The retail giant Wal-Mart got a lot of attention last week with the announcement that around half a million of its workers would get a raise in April, setting their wage floor at $9 per hour. The plan is to move it to $10 by next year. This is due in part to a big push by Wal-Mart workers, labor groups and others to get the company to step up.
The NY Times made some interesting points in this editorial:
There is no doubt, for example, that many more workers at Walmart (and elsewhere) would be making the federal minimum wage but for the fact that 29 states and the District of Columbia, as well as some cities, now have minimums above the federal level.
There is also little doubt that Walmart (and other employers) would pay more if low wages were not, in effect, subsidized by taxpayers, who pay for the food stamps and other public assistance that low-wage workers rely on to get by. This argues for improved labor standards that would shift the burden back to employers.
Clearly, the federal minimum wage, unchanged since 2009, needs updating.

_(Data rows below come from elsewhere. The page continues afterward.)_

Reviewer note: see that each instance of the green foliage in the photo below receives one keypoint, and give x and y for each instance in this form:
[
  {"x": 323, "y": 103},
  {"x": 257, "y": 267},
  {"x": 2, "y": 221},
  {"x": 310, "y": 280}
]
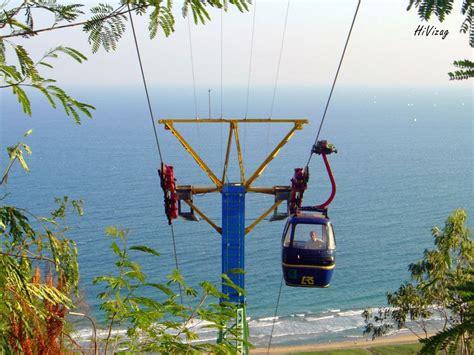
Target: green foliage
[
  {"x": 16, "y": 153},
  {"x": 441, "y": 8},
  {"x": 426, "y": 8},
  {"x": 25, "y": 75},
  {"x": 466, "y": 70},
  {"x": 38, "y": 272},
  {"x": 440, "y": 285},
  {"x": 104, "y": 29},
  {"x": 160, "y": 324},
  {"x": 460, "y": 332}
]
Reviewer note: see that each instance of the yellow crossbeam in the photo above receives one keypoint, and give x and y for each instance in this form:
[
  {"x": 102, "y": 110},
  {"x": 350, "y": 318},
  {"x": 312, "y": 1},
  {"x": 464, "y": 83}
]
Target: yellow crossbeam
[
  {"x": 272, "y": 155},
  {"x": 228, "y": 120},
  {"x": 259, "y": 219},
  {"x": 190, "y": 150},
  {"x": 235, "y": 128},
  {"x": 227, "y": 154}
]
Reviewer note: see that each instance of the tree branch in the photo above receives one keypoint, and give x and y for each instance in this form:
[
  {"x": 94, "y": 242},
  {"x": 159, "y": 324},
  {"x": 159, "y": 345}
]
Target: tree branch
[{"x": 52, "y": 28}]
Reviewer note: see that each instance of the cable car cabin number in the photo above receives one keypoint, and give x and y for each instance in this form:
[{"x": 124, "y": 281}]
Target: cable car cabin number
[{"x": 308, "y": 251}]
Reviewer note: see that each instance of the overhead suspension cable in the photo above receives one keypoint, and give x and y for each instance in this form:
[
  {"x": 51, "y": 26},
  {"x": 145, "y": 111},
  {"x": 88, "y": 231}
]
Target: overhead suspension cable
[
  {"x": 279, "y": 58},
  {"x": 275, "y": 317},
  {"x": 155, "y": 132},
  {"x": 335, "y": 80},
  {"x": 222, "y": 59},
  {"x": 192, "y": 67},
  {"x": 250, "y": 60}
]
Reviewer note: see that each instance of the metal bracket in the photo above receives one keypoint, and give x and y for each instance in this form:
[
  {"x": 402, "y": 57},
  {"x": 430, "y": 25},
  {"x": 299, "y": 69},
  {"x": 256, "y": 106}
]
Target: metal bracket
[
  {"x": 184, "y": 193},
  {"x": 282, "y": 193}
]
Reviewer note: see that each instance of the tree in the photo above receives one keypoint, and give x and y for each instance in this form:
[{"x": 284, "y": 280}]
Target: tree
[
  {"x": 438, "y": 287},
  {"x": 426, "y": 8},
  {"x": 38, "y": 265},
  {"x": 104, "y": 26},
  {"x": 461, "y": 332}
]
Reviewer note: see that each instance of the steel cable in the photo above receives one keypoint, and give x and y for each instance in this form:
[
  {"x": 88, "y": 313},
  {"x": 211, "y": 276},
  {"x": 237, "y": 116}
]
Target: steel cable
[{"x": 155, "y": 132}]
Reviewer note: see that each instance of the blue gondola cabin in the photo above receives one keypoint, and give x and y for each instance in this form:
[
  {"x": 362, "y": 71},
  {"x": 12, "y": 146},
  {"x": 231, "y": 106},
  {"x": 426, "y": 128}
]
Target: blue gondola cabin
[{"x": 308, "y": 251}]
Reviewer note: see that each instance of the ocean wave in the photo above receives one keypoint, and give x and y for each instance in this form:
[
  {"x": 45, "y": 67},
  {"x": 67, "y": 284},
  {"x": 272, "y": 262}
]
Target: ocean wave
[
  {"x": 262, "y": 324},
  {"x": 313, "y": 319},
  {"x": 350, "y": 313},
  {"x": 267, "y": 319}
]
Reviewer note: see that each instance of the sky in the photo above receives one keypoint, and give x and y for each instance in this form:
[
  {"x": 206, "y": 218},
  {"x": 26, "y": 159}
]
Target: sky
[{"x": 383, "y": 50}]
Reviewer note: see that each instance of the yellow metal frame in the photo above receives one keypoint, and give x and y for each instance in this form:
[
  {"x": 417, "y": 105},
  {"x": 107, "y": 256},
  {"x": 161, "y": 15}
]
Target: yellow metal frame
[{"x": 218, "y": 183}]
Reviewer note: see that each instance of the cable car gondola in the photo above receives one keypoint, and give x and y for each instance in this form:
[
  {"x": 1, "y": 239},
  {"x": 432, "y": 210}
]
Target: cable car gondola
[
  {"x": 308, "y": 255},
  {"x": 308, "y": 250}
]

Overtime-pay standards have not been meaningfully updated since the mid-1970s. Collective bargaining protections also have been serially weakened by legislation in the states and by court rulings.Roger to all that.
Meanwhile, the federal minimum wage has been stuck at $7.25 for almost six years. The obvious question is, if Wal-Mart can do it, why can't Congress? But I think most people reading this know the answer to that.